El debate sobre la Ley de Ingresos es elocuente. Está exhibiendo a un Ejecutivo que no quiere ejecutar, un Legislativo que no quiere legislar y unos partidos que no quieren tomar partido. Y atrás, en su trinchera, un empresariado que defiende privilegios fiscales indefendibles. Presenciamos un triste espectáculo cuyo desenlace está cantado: el de un gobierno que seguirá haciendo como si recaudara y ciertos empresarios que seguirán haciendo como si pagaran impuestos. Faltaba más: para eso hay una clase media en cautiverio y una clase baja en inmolación. En suma, muchos fingen, pocos ponen y el país se hunde. Pero no hay por qué alarmarse, que al fin y al cabo hay tiempo. Todavía quedan pozos petroleros por agotar y gente indefensa por exprimir. Cuando broten las últimas gotas de petróleo y de sangre pediremos una reforma hacendaria de fondo.

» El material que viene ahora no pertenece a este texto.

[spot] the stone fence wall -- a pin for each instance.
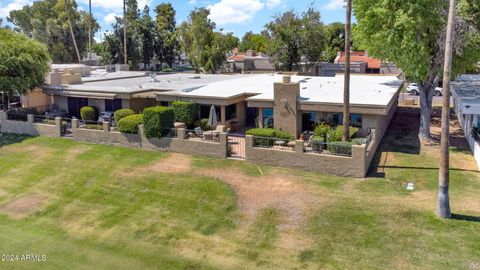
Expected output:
(355, 166)
(30, 127)
(179, 144)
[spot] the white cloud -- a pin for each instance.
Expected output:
(13, 5)
(110, 17)
(334, 4)
(234, 11)
(273, 3)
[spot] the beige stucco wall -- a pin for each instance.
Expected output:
(354, 166)
(29, 127)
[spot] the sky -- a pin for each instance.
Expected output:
(237, 16)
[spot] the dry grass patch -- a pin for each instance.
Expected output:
(23, 206)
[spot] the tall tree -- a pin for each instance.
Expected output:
(47, 22)
(411, 34)
(147, 31)
(166, 44)
(256, 42)
(443, 176)
(294, 36)
(24, 63)
(346, 90)
(66, 4)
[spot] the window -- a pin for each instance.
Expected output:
(205, 111)
(308, 121)
(267, 118)
(231, 111)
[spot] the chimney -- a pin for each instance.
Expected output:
(286, 107)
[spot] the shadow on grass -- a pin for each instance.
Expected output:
(9, 138)
(465, 218)
(426, 168)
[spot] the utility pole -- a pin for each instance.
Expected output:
(125, 57)
(444, 174)
(346, 89)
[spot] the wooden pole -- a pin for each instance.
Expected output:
(444, 175)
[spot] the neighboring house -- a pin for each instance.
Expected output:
(250, 61)
(466, 98)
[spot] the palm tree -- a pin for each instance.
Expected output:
(89, 32)
(67, 11)
(346, 90)
(125, 58)
(443, 175)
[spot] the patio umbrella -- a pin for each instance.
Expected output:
(212, 118)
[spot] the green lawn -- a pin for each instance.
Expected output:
(101, 207)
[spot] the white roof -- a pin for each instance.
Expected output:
(365, 90)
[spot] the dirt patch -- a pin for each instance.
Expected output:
(23, 206)
(174, 163)
(293, 199)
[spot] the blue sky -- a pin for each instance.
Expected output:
(237, 16)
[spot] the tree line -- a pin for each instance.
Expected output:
(290, 38)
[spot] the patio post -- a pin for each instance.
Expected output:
(58, 126)
(30, 118)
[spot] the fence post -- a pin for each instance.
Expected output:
(299, 146)
(74, 124)
(58, 126)
(181, 133)
(30, 118)
(106, 126)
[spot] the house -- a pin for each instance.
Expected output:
(249, 61)
(466, 97)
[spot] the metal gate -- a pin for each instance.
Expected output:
(236, 146)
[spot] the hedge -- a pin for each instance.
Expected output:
(270, 133)
(119, 114)
(185, 112)
(157, 121)
(129, 124)
(88, 113)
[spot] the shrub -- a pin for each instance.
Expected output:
(157, 120)
(88, 113)
(322, 131)
(129, 124)
(203, 124)
(119, 114)
(185, 112)
(270, 133)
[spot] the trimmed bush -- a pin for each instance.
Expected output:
(185, 112)
(129, 124)
(88, 113)
(119, 114)
(203, 124)
(157, 121)
(322, 130)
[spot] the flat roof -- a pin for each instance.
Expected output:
(128, 82)
(466, 89)
(365, 90)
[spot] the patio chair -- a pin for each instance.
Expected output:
(199, 132)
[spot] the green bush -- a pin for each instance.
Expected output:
(336, 134)
(185, 112)
(129, 124)
(322, 131)
(157, 121)
(88, 113)
(340, 148)
(119, 114)
(203, 124)
(270, 133)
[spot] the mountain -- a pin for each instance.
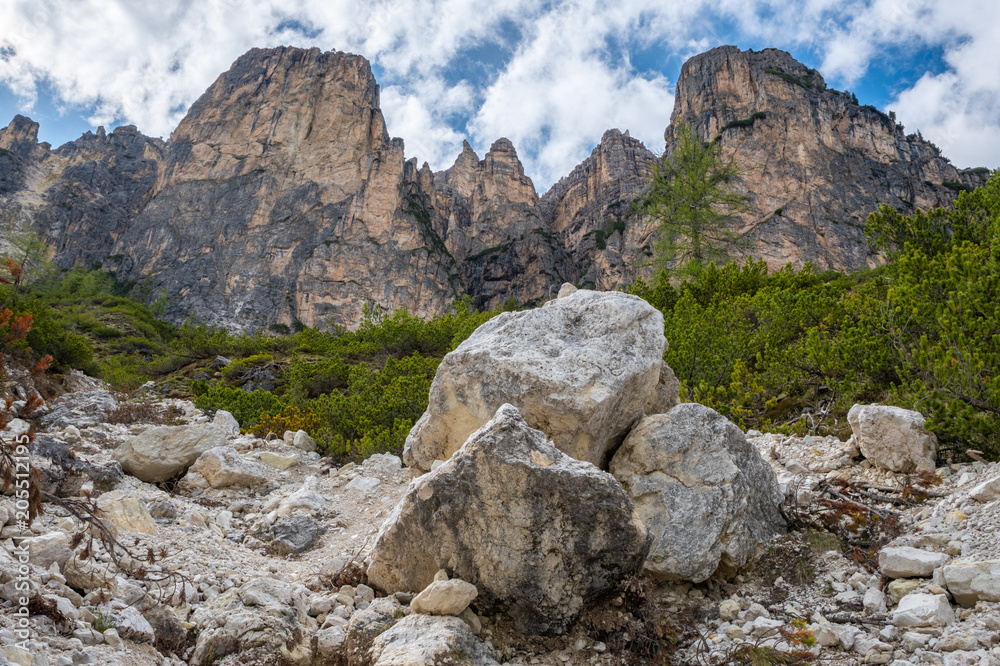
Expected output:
(814, 162)
(281, 197)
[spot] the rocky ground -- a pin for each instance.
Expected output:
(276, 545)
(659, 533)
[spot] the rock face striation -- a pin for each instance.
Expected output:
(281, 197)
(704, 492)
(814, 161)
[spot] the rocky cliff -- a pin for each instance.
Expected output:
(82, 196)
(281, 198)
(814, 162)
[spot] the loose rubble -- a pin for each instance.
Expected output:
(511, 551)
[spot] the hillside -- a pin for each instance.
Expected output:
(281, 198)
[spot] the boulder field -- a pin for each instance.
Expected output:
(553, 512)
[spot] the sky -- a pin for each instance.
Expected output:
(550, 76)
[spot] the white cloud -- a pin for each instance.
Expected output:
(565, 73)
(958, 109)
(563, 89)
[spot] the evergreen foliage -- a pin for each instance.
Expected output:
(794, 350)
(691, 202)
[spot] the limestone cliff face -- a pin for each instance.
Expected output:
(282, 198)
(489, 217)
(814, 162)
(591, 211)
(82, 196)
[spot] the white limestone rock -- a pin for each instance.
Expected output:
(893, 438)
(705, 494)
(582, 369)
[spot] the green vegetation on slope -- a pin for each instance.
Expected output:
(794, 350)
(789, 351)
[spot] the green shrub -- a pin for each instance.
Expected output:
(245, 407)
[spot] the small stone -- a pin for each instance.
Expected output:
(294, 534)
(227, 423)
(825, 635)
(363, 483)
(279, 461)
(330, 640)
(471, 619)
(913, 640)
(900, 588)
(48, 549)
(923, 610)
(908, 562)
(874, 601)
(303, 442)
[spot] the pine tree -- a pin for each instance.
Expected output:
(693, 206)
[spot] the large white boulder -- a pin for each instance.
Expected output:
(582, 369)
(538, 533)
(163, 452)
(426, 640)
(705, 494)
(893, 438)
(970, 582)
(222, 467)
(444, 597)
(126, 512)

Con todo, en medio del regateo se oyen voces inusitadas. El Presidente, por ejemplo, dio un viraje frente al gran capital y pasó del guiño a la admonición. Denunció venturosamente las trampas de los regímenes especiales y la consolidación. Una vez más pareció decidido a ir al monte de piedad fáustico a recuperar su alma y se mostró decidido a rebasar por la izquierda: de la pensión a adultos mayores al intento de meter en cintura a los campeones de la elusión, ya son varias las propuestas de Andrés Manuel López Obrador que hace suyas Felipe Calderón. El problema, claro, es la indefinición. ¿Con quién va a gobernar? No, no se trata de proclamar un gobierno de clase, pero sí de límites y de estrategia. ¿Qué con quién y qué para quién?
Ahora bien, seamos justos. El problema es idiosincrático. Brincamos de los primeros auxilios a la terapia intensiva; no tenemos medicina preventiva, no tenemos quirófano, sólo sala de urgencias y un pabellón para resucitar al moribundo. Y es que el paciente es muy paciente. Se trata de México que es, de hecho, lo único generoso y noble que hay en México, pese a estar lleno de mexicanos sin piedad por la patria. Si reparamos en la cantidad de veces que la hemos desollado, nos sorprenderemos de que esté viva. Tan sólo la monstruosa metástasis de corrupción que la mayoría de sus “hijos” le ha provocado hubiera acabado ya con cualquier otro país.
Aceptémoslo: vivimos en el imperio de la mezquindad. Una turba de avaricias se disputa jirones de nadería. ¡Y todavía hay quienes se preguntan por qué los únicos acuerdos que podemos lograr son los que administran la mediocridad! No hemos comprendido que la suma de pequeñeces no da como resultado la grandeza, y que mientras cada quien se aferre a su trozo de sordidez no podremos forjar una gran nación.